Die Beteiligte zu 2 wurde am 7. November 2008 geboren. Der Beteiligte zu 3 hat seine Vaterschaft mit Zustimmung der Beteiligten zu 3 beim Standesamt Hannover am 8. Juli 2010 anerkannt. Die Beteiligten zu 3 haben am 19. August 2010 die Ehe geschlossen, nachdem sie zuvor seit April 2001 zusammen gewohnt hatten und nach einer Trennung im Dezember 2004 seit Oktober 2007 wieder zusammen leben. Vor einigen Jahren haben sie gemeinsam ein Haus gekauft.
Der Antragsteller macht geltend, dass er mit der Beteiligten zu 3 in der gesetzlichen Empfängniszeit eine intime Beziehung gehabt habe und versichert dies an Eides statt. In einer email der Beteiligten zu 3 an den Beteiligten zu 1 schrieb diese am 2. Oktober 2008 u .a.: "Meinst du, so kommst du zu deinem test. Wenn ich es nicht will, geschieht gar nichts. Damit das mal langsam klar ist. Scheiß auf meine Vorsätze, wenn es nicht anders geht werde ich meinem Kind wenn es alt genug ist die Wahrheit sagen und dann soll sie sich selbst mit dir auseinandersetzen, falls die anderen beiden net der Vater sind."

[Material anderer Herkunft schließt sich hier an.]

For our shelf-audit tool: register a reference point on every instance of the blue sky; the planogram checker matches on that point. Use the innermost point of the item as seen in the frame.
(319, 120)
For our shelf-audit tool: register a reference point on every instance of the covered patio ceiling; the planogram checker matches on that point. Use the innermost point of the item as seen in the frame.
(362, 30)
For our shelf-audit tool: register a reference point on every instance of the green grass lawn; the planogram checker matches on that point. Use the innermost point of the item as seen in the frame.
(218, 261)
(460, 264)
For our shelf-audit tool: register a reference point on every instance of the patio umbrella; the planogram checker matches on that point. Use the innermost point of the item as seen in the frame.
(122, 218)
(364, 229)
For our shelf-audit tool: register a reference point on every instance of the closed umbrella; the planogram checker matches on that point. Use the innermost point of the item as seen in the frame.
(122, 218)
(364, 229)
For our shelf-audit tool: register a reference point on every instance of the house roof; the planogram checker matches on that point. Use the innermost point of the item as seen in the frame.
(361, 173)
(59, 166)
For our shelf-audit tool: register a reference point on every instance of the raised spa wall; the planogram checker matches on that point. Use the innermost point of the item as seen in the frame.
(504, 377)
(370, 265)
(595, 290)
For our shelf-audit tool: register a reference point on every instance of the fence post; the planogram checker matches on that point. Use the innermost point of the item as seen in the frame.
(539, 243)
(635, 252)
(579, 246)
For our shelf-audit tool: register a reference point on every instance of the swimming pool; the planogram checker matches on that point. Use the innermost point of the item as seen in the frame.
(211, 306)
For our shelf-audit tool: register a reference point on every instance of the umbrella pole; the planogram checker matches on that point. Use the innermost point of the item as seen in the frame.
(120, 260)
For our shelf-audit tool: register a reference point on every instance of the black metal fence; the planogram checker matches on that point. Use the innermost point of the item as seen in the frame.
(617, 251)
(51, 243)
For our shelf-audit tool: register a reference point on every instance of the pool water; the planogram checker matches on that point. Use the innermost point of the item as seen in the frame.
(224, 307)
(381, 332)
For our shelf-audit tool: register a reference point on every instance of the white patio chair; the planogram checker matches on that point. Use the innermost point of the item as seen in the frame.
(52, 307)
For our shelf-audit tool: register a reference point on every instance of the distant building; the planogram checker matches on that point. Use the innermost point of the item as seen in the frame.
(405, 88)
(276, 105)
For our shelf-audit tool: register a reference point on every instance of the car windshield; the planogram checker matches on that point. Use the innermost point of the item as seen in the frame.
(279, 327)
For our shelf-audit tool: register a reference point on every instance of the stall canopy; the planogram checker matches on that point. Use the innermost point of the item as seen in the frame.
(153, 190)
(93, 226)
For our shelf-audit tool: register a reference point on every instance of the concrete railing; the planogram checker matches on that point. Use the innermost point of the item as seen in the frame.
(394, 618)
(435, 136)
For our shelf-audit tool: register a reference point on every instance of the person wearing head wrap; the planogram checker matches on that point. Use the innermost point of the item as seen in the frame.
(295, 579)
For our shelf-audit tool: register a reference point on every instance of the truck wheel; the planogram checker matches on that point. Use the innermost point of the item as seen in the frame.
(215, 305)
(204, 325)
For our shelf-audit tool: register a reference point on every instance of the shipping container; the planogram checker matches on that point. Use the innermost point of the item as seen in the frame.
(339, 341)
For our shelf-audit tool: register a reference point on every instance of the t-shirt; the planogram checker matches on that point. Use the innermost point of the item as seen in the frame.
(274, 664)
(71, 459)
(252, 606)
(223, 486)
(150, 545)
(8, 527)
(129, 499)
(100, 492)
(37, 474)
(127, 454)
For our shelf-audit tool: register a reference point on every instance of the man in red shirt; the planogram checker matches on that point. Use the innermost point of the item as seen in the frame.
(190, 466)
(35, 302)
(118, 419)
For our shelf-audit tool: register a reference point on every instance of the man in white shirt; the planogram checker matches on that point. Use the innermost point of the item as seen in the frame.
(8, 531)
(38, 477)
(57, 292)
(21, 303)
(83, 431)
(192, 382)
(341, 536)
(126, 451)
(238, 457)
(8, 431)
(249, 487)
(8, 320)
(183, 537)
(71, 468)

Der Antragsteller hat erstinstanzlich im Erörterungstermin vom 7. März 2011 beantragt festzustellen, dass die Beteiligte zu 2 nicht von dem Beteiligten zu 3 abstammt, sondern der Antragsteller der Vater des Kindes ist, sowie hilfsweise die Beteiligten zu 2 und 3 zu verpflichten, einer Abstammungsuntersuchung zuzustimmen.

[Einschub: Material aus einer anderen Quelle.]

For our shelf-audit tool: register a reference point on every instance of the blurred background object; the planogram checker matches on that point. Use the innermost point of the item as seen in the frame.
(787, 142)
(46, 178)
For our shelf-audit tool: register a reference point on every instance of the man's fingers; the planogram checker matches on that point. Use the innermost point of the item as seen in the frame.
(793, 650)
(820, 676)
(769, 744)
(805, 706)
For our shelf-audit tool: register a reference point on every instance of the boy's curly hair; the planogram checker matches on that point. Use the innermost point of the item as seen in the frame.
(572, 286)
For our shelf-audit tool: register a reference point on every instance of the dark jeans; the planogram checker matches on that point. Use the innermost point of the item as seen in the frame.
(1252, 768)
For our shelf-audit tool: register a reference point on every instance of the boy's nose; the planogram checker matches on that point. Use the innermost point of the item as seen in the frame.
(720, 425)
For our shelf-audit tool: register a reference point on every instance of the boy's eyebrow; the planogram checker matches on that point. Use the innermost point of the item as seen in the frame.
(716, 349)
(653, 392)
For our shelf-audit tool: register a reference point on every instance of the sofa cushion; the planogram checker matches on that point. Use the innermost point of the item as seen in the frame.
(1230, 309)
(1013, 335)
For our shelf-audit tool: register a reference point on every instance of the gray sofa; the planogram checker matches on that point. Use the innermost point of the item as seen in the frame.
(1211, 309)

Im angefochtenen Beschluss hat das Amtsgericht diese Anträge u.a. mit der Begründung zurückgewiesen, dass nach der Vermutungsregelung in § 1600 Abs. 4 BGB davon auszugehen sei, dass zwischen dem Beteiligten zu 3 und der Beteiligten zu 2 eine sozialfamiliäre Beziehung bestehe, sodass mangels einer gesetzlichen Prüfungsreihenfolge der Tatbestandsvoraussetzungen keine Veranlassung bestehe, die biologische Abstammung durch Einholung eines Sachverständigengutachtens von Amts wegen aufzuklären. Die vom Antragsteller vorgebrachten verfassungsrechtlichen Bedenken an der gesetzlichen Regelung hat das Amtsgericht nicht geteilt.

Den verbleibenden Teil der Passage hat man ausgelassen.